The story of Okei began with an encounter in pre-war Manchuria, guided by a simple wish: to bring smiles to those who enjoy our food.

We will continue this journey with the same heartfelt dedication—to make people smile, one plate at a time.

Around 1940 (Showa 15)
The founder moved to Manchuria with her husband due to his work.

Around 1941 (Showa 16)
While in Manchuria, she was inspired by friends who pan-fried leftover boiled dumplings in a pot—a key idea that would later shape Okei’s signature style.

1954 (Showa 29)
After returning to Japan following the war, she opened a Chinese restaurant called Okei in Jimbocho, drawing on her culinary experiences in Manchuria.

1965 (Showa 40)
During Japan’s period of rapid economic growth, the restaurant was expanded and renovated.
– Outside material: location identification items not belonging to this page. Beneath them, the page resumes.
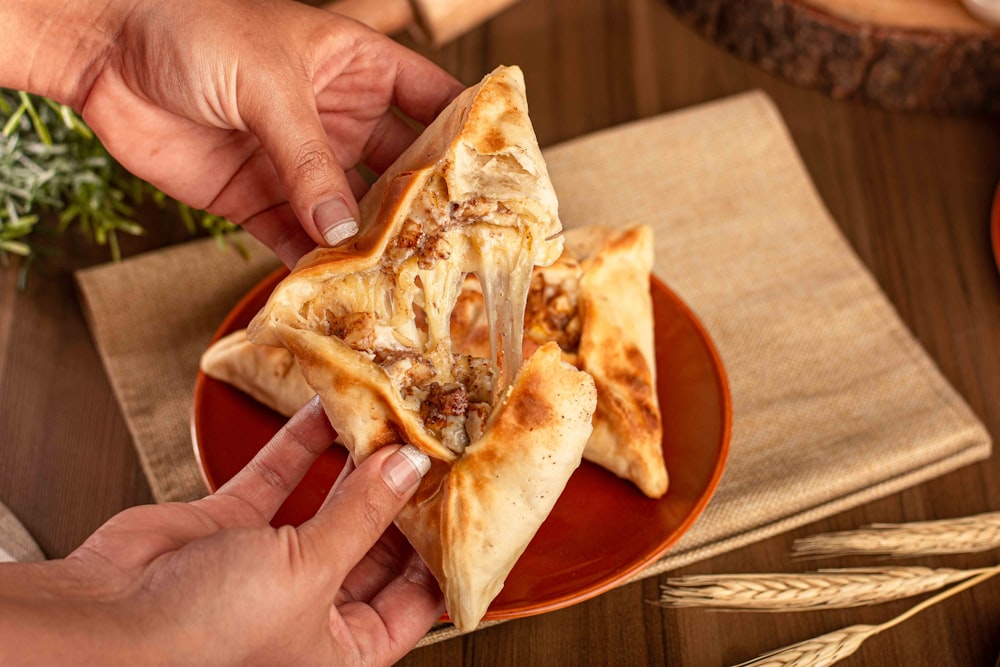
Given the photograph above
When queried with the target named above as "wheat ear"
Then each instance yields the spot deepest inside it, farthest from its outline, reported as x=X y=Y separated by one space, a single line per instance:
x=979 y=532
x=825 y=589
x=835 y=646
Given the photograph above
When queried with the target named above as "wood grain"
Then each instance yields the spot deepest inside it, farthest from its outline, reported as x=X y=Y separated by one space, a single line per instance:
x=897 y=54
x=910 y=191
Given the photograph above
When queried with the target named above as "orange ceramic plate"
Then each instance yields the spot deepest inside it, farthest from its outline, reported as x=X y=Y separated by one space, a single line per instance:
x=601 y=531
x=995 y=215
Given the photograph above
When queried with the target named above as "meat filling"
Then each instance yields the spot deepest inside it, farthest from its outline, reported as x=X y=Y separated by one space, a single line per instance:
x=552 y=313
x=454 y=408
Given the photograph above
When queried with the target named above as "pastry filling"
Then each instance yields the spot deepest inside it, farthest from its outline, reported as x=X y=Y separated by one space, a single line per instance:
x=398 y=314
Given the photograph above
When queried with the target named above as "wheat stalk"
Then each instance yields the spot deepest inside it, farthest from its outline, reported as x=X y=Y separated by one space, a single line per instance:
x=835 y=646
x=825 y=589
x=979 y=532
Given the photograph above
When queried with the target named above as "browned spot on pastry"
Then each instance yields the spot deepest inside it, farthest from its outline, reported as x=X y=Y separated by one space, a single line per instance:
x=493 y=140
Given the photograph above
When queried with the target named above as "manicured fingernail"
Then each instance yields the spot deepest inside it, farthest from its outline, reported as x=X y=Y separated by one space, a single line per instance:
x=404 y=469
x=335 y=221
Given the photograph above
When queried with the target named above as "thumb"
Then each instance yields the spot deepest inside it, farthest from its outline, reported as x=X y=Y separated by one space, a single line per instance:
x=289 y=129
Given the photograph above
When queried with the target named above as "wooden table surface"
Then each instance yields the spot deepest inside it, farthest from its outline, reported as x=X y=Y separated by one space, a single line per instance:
x=912 y=193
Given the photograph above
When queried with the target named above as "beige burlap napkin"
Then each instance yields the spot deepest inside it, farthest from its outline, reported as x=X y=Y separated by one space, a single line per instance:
x=16 y=544
x=834 y=402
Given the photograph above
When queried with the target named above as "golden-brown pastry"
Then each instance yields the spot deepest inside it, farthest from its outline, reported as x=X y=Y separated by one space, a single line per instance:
x=369 y=324
x=269 y=374
x=594 y=301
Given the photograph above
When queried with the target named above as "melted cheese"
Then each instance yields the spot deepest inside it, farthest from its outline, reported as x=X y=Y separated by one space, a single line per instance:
x=412 y=292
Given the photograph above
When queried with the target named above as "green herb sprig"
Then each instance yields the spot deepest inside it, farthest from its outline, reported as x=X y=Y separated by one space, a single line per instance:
x=55 y=175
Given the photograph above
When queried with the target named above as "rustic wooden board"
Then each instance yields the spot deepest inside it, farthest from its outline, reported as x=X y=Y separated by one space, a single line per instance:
x=899 y=54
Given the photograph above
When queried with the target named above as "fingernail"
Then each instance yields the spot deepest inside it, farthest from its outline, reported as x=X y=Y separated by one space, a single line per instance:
x=335 y=221
x=404 y=469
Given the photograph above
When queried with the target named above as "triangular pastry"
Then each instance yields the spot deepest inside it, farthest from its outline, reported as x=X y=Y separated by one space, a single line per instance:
x=369 y=324
x=269 y=374
x=611 y=338
x=594 y=301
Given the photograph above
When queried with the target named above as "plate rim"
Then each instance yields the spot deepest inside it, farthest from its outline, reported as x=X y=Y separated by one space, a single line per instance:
x=995 y=226
x=621 y=576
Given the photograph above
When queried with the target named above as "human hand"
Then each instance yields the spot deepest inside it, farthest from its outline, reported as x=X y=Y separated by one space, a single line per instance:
x=210 y=582
x=258 y=111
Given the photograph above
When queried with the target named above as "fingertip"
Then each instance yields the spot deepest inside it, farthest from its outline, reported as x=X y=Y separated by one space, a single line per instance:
x=335 y=220
x=404 y=468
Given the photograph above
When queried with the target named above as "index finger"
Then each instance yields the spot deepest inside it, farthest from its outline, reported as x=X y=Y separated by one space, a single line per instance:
x=277 y=469
x=360 y=508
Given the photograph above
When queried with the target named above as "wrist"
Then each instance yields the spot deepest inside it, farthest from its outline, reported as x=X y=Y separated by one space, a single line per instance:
x=52 y=615
x=57 y=48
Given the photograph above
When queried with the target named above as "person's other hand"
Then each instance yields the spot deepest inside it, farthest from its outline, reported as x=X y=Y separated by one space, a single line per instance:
x=259 y=111
x=212 y=583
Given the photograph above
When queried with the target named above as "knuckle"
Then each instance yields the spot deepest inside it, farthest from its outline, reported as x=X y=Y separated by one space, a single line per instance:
x=313 y=161
x=269 y=474
x=371 y=514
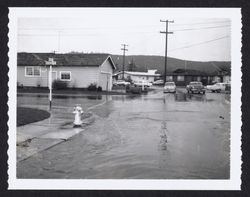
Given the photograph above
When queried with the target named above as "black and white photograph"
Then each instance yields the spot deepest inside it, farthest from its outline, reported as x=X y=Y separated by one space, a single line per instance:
x=124 y=98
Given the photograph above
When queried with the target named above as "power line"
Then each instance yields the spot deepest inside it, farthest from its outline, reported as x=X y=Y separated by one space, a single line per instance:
x=189 y=29
x=200 y=43
x=202 y=23
x=83 y=34
x=138 y=26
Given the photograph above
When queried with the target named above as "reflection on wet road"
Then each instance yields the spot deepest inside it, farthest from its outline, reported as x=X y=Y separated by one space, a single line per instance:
x=154 y=136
The founder gained popularity as the beloved hostess of the establishment.

1988 (Showa 63)
Due to redevelopment during the economic bubble, the Jimbocho location was closed.

1989 (Heisei 1)
The founder’s son opened a new restaurant, Gyoza no Mise Okei (“Gyoza Restaurant Okei”), in Iidabashi, becoming the second-generation owner.

2005 (Heisei 17)
Due to health concerns, the second-generation owner entrusted the business to Minoya Komuten, a construction company in Sendai with whom he had close ties.
Hitoshi Madomichi, from the construction field, became the third-generation owner.

2018 (Heisei 30)
Featured in the Michelin Guide Tokyo 2019 (Bib Gourmand).
Recognized for six consecutive years through Michelin Guide Tokyo 2023.

2020 (Reiwa 2)
Selected as one of the Top 100 Gyoza Restaurants on Tabelog.